Nintendo’s Switch-era strategy with amiibo releases seems to be to use them to further cash in on first-party games that they believe will sell a certain number of units – if Nintendo is sure that XYZ game will pull XYZ sales, they’ll usually put out an amiibo (or reprint amiibo) alongside it. That’s why weird, obscure amiibo like Chibi-Robo and Qbby never got amiibo reprints, but mainstream series like Animal Crossing got ever-larger lines of amiibo and reprints. In my opinion, it’s a strategy that works.

But our list of upcoming or recently-released amiibo is looking pretty small right now. We have Tears of the Kingdom Ganondorf and Zelda and Link, Pyra and Mythra, Noah and Mio from Xenoblade and… that’s all.

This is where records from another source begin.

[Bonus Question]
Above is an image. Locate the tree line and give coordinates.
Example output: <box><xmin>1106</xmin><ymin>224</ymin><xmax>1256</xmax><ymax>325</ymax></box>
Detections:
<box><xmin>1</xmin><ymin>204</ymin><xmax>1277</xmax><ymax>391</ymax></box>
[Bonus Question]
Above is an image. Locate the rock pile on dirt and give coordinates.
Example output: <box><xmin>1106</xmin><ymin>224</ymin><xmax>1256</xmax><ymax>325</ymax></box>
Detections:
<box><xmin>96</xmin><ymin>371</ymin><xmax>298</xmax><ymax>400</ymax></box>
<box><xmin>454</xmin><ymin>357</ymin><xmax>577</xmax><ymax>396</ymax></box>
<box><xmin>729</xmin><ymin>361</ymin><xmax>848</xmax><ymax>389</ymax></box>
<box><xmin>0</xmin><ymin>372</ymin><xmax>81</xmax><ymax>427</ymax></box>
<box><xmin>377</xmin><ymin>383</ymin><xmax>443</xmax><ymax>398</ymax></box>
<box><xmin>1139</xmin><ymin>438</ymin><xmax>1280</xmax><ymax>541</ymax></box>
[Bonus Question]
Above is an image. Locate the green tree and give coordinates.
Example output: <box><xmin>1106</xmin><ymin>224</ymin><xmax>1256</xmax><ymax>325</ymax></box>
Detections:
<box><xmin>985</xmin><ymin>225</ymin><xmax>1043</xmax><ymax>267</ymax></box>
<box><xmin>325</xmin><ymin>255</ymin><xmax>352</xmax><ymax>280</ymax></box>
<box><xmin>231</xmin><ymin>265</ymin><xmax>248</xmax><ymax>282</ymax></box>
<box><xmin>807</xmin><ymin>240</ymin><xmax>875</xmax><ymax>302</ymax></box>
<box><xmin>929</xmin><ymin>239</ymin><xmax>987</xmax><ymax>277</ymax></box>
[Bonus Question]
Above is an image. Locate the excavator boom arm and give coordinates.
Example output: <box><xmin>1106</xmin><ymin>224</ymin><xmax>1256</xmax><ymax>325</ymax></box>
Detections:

There’s not much for amiibo in the pipeline that has been confirmed.

In fact, there’s not much in the Nintendo pipeline that has a solid release date. Nintendo’s Direct the other day sure brought a lot of good games to our ears for the near future, but none of those games have a release date beyond “2023”, let alone an amiibo announcement. One would imagine that Pikmin 4 would warrant new Pikmin amiibo, but no new amiibo have materialized despite its release date tomorrow.

We can probably assume that Super Mario Wonder will have some sort of new amiibo, as Nintendo was perfectly happy to produce Super Mario Odyssey amiibo for the last game in its money maker of a series, but I’m otherwise not seeing anything on the list of upcoming Nintendo games that seems like it’ll warrant new amiibo. We may get lucky and get some reprints of specific amiibo for series like Metal Gear Solid, or Super Mario RPG, or possibly Detective Pikachu, but that seems to be the extent of what we can hope for.

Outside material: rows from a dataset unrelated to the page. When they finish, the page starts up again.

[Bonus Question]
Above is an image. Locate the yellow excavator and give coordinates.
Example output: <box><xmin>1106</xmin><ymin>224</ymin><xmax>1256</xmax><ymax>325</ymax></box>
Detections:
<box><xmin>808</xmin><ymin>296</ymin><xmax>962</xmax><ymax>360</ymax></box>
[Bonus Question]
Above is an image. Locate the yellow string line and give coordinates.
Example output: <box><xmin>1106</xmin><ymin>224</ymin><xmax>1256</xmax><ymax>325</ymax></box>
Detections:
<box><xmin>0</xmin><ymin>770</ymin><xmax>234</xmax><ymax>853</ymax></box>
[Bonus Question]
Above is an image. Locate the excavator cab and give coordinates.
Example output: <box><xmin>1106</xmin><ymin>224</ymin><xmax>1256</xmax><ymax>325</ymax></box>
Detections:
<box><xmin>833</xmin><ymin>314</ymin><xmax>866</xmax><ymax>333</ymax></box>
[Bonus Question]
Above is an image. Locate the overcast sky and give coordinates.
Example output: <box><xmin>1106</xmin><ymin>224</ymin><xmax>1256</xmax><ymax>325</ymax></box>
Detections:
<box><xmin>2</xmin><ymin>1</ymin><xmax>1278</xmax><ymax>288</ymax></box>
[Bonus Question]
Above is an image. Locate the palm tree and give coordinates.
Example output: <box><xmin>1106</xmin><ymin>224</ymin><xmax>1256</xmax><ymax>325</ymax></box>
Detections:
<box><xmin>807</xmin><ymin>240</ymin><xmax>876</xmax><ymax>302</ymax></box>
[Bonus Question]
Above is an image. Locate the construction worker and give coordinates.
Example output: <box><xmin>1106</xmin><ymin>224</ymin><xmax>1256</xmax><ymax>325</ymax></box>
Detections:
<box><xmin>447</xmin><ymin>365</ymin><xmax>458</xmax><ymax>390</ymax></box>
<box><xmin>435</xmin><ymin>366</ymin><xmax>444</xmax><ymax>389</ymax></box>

So in the short run, unless more announcements are soon to follow, it’s not looking good for amiibo.

The Long Run

I’ve speculated, speculated and speculated again about when Nintendo will cease its amiibo line. I hope they don’t, and keep amiibo going in some form for decades so I can pass this to my kids.

In the long run, Nintendo doesn’t have that same concern. Nintendo’s primary concern is to earn profit, and more power to them – the more profit Nintendo earns, the more likely it is we can get fan favorite games like Super Mario RPG on the Switch. I’ll never hold Nintendo’s goal of profit-seeking against them so long as it doesn’t come at the cost of the consumer’s enjoyment of the product.

But is amiibo even profitable anymore? Nintendo’s clearly cut out most of the amiibo fat- unlike the Wii U era, where random games would get amiibo for seemingly no reason, Nintendo is actually making amiibo for specific purposes as I described above. I have a hunch that Nintendo realized their strategy wasn’t working, so to cut costs and increase the likelihood of profitability on amiibo they cut down the number of products.

I think that as long as Nintendo is making enough money from amiibo to justify the increased cost of the NFC reader in the modern console’s hardware, and its developers don’t mind including some extra content for them, they’ll keep amiibo around.